Una famiglia, la loro, sconvolta dal dolore. A sostenerla, ieri, nella camera mortuaria, c’era anche l’Imam Shekh Tayeb. “Sono stato incaricato dalla moschea di venire qui e aiutare Zakia in questo doloroso percorso. Abbiamo vestito Luca di bianco e abbiamo recitato insieme una preghiera per salutarlo tutti insieme”, ha detto citato dal Messaggero.

Stamattina, nella basilica di Santa Maria degli Angeli, a Roma, si sono svolti i funerali di Stato alla presenza delle famiglie, del governo e delle più alte cariche della Repubblica. Venerdì, invece, sempre secondo quanto si legge sul Messaggero, a Lambiate, città di origine di Attanasio, verrà allestita la camera ardente, mentre sabato alle 10 l’arcivescovo di Milano, monsignor Mario Delpini celebrerà il funerale.

Per domani, inoltre, alcune comunità musulmane stanno organizzando la cerimonia musulmana per i defunti, la Salat al ghaib, per Attanasio e per il suo autista, Mustapha Milambo.

A diffondere la notizia è il portale islamico La Luce in un articolo in cui vengono riportate le parole di Baraa Al Obeidi, imam della moschea di Milano. Il religioso ha spiegato che “Luca Attanasio va considerato a tutti gli effetti un martire secondo la definizione islamica, questo in quanto è stato ucciso da innocente e in quanto ucciso nell’ambito del suo impegno umanitario”. 

L’ambasciatore italiano, si legge ancora nel sito, che cita “fonti affidabili vicine alla famiglia”, “aveva fatto testimonianza di fede durante la sua permanenza in Marocco in qualità di Conosole Generale d’Italia a Casablanca ed era quindi musulmano”. “Il diplomatico italiano – va avanti la redazione del portale - aveva adottato il nome Amir".

Ieri sera, però, il parroco di Lambiate, don Angelo Gornati, che ha celebrato il suo matrimonio “con il rito previsto per la mista religione”, ha chiarito che Luca era “cattolico praticante”. “La stessa cosa Luca ha fatto in Marocco, con una cerimonia simile per la moglie”, ha spiegato ancora il sacerdote.

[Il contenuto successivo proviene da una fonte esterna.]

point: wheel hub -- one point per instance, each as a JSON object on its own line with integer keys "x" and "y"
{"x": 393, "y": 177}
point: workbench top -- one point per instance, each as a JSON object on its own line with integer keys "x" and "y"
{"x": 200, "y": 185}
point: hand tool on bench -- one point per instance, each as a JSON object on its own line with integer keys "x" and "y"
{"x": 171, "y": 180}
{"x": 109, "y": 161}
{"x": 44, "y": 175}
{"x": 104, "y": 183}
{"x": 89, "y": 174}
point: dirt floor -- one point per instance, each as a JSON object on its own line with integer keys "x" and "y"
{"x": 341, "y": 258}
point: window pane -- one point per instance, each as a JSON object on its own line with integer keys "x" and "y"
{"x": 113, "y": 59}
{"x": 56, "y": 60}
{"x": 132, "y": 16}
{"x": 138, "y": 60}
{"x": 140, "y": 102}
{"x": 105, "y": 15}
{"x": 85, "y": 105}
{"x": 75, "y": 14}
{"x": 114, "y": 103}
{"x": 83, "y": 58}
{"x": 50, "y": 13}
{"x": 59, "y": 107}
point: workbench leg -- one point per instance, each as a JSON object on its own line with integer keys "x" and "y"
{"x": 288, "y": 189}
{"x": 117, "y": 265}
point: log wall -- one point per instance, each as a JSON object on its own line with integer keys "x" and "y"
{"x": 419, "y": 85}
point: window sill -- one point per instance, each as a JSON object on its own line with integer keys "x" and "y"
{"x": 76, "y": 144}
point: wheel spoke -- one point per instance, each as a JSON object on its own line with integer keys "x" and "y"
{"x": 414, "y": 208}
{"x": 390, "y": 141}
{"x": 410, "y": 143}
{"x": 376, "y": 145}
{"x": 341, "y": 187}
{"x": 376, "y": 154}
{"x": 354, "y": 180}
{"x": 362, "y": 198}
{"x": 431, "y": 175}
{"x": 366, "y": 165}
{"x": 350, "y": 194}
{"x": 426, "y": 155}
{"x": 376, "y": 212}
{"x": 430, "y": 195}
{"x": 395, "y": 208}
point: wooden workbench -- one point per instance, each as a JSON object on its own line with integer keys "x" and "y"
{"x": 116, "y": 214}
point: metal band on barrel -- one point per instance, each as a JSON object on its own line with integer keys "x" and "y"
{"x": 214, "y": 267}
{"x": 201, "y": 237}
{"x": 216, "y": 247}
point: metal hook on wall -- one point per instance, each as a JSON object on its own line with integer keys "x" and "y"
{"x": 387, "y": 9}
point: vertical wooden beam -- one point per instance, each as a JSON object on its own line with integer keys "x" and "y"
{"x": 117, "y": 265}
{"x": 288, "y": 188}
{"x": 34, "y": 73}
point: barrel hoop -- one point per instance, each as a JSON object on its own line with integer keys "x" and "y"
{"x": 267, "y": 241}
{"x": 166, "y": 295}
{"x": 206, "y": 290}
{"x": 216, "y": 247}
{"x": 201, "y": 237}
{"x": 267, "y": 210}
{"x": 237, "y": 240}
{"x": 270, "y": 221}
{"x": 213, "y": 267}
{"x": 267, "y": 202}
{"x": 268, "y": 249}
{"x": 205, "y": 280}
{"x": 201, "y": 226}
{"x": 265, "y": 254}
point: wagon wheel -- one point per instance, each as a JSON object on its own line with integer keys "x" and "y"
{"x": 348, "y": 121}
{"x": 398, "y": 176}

È probabile, però, che la conversione di cui parla La Luce sia stata “funzionale” a contrarre il matrimonio con la moglie marocchina, di fede musulmana. A confermare questa versione è l’imam Yahya Sergio Pallavicini,vice Presidente e imam della Comunità Religiosa Islamica Italiana (Coreis).

Funerali dell'ambasciatore italiano Luca Attanasio a Roma
© REUTERS / Yara Nardi
Funerali dell'ambasciatore italiano Luca Attanasio a Roma
L’equivoco, ha spiegato a La Stampa, nasce dalla “testimonianza di fede” che il diplomatico ha dovuto professare per sposare sua moglie.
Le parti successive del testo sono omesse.